I became a devotee of Mr Hedges, following him closely until his untimely death in 1997 in a car wreck. Once, when I was living in Seattle in the mid 90s, he came through and played in Everett, just north of town; the day before the show, he did a workshop open to all. By this time, I was fairly adept at playing his music, but I went mainly to meet him in person. One of the most important things I learned, though, was this: I had always assumed that, because he was trained in classical composition, and because his music was so intensely orchestrated, he arranged each piece, then figured out how to play it on guitar. No, he explained, he picked a tuning he liked for whatever reason and did the composing on the guitar. I was stunned.

(Years later when I was studying jazz bass at PSU, I met a guy who was even better than I was at playing Hedges' music (I tell myself that was because, by then, Hedges had published all of his tunings). One day, I happened upon this fellow playing Hot Type; when he was through I told him I thought Hot Type was Hedges' hardest tune to play. He said no, definitely the hardest tune was Aerial Boundaries. And why? Because to play that tune, one had to do something Hedges had perfected: one had to control precisely how long each of six strings/notes rang out, damping each string, with either the right or left hand, as necessary. I knew the guy was right--that's the reason I'd never been able to play Aerial Boundaries before!)

And that distinct, sublime, aspect of Hedges' playing was not a topic of discussion at the workshop. His main point was this: once you figured out the right tuning for a given piece, the actual fingerings, of importance to guitarists, were remarkably easy; in fact this ease of fingering was part of his design--he picked particular tunings according to how well they lent themselves to easy fingerings. (I think he said this habit dated back to the days he played for tips in clubs; he had to be sure he could play no matter his state of mind.) And anyway, Hedges had already published a book, with the help of John Stropes, which detailed his radical approach.

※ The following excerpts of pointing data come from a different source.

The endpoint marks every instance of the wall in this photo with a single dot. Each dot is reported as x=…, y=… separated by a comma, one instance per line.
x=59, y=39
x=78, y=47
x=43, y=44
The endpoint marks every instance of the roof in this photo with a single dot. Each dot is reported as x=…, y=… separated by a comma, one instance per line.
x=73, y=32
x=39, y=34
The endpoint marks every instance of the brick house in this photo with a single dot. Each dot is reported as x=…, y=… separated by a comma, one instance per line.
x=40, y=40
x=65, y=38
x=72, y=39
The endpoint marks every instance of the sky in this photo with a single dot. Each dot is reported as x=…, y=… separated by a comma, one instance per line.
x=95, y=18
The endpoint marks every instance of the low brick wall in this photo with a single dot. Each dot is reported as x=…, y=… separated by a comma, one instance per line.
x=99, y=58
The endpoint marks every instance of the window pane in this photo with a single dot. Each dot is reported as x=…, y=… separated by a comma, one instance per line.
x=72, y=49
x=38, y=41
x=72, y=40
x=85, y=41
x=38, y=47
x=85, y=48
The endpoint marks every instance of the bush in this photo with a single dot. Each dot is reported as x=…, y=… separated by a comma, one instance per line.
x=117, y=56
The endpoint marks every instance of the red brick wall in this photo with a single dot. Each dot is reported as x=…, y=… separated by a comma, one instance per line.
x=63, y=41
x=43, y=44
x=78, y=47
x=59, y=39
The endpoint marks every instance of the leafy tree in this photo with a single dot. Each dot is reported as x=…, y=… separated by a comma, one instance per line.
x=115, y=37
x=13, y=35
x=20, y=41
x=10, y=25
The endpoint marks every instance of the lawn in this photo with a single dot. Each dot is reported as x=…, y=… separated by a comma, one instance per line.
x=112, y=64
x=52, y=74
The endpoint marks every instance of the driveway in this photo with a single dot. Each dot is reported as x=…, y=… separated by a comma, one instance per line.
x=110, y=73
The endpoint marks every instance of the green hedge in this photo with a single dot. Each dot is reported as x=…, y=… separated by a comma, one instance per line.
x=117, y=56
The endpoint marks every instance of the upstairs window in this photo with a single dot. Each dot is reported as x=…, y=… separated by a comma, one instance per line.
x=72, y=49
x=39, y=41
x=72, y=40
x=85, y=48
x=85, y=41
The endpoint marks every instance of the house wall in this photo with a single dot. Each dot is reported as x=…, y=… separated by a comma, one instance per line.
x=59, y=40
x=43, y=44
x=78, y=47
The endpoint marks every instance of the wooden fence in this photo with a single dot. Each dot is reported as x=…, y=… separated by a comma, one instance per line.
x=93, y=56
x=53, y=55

He and Stropes developed a whole new style of transcription, one that accounted for techniques such as slapping, hammering with right hand simultaneously with the left (each making up its own line), picking the strings with the left hand, Hedges own sometimes explosive and idiosyncratic attacks, and, of utmost importance, his various ways of precisely controlling each note's, on each string's, duration, etc. Note duration is a part of composition and jazz improv; a rhythm guitarist playing sing-alongs, for example, need not worry about note duration as he or she strums away at chords. It's only when you get into fingerpicking individual notes that this comes up at all; and even for many players it still never does.

Needless to say, the various methods of controlling note duration could never be learned in a two-hour workshop. We were all more than happy just to be with the man and, in particular, to learn details of how he got his larger-than-life sound. (I had the technical details I already knew confirmed.) At the end, a group of folks crowded around him. I really wanted to speak with him and tell him how much his music had always meant to me. But the crowd was thick; I waited a few minutes and decided I'd end up being there all night so I went to leave. Out from the middle of his group of adoring fans, he called out to me. He said, "You wanted to tell me something?" It was quite as if God had descended from on high to speak directly to me.

I walked back over to him; the rest of the group stood in stunned silence. I reiterated what I said above, about his music having always been familiar to me, in the best of ways. He told me that was the best compliment he could receive and thanked me for being a fan. I am often thankful that I was able to meet the man whose music meant the world to me. While I was still able, I composed two pieces which were very much in Hedges' style; though I have no recordings, I'm happy to say I performed the pieces at a hootenanny and blew the audience of a couple of hundred people away. And the last time I saw Michael Hedges, he was calling to me at a workshop, asking me to put my money where my mouth was.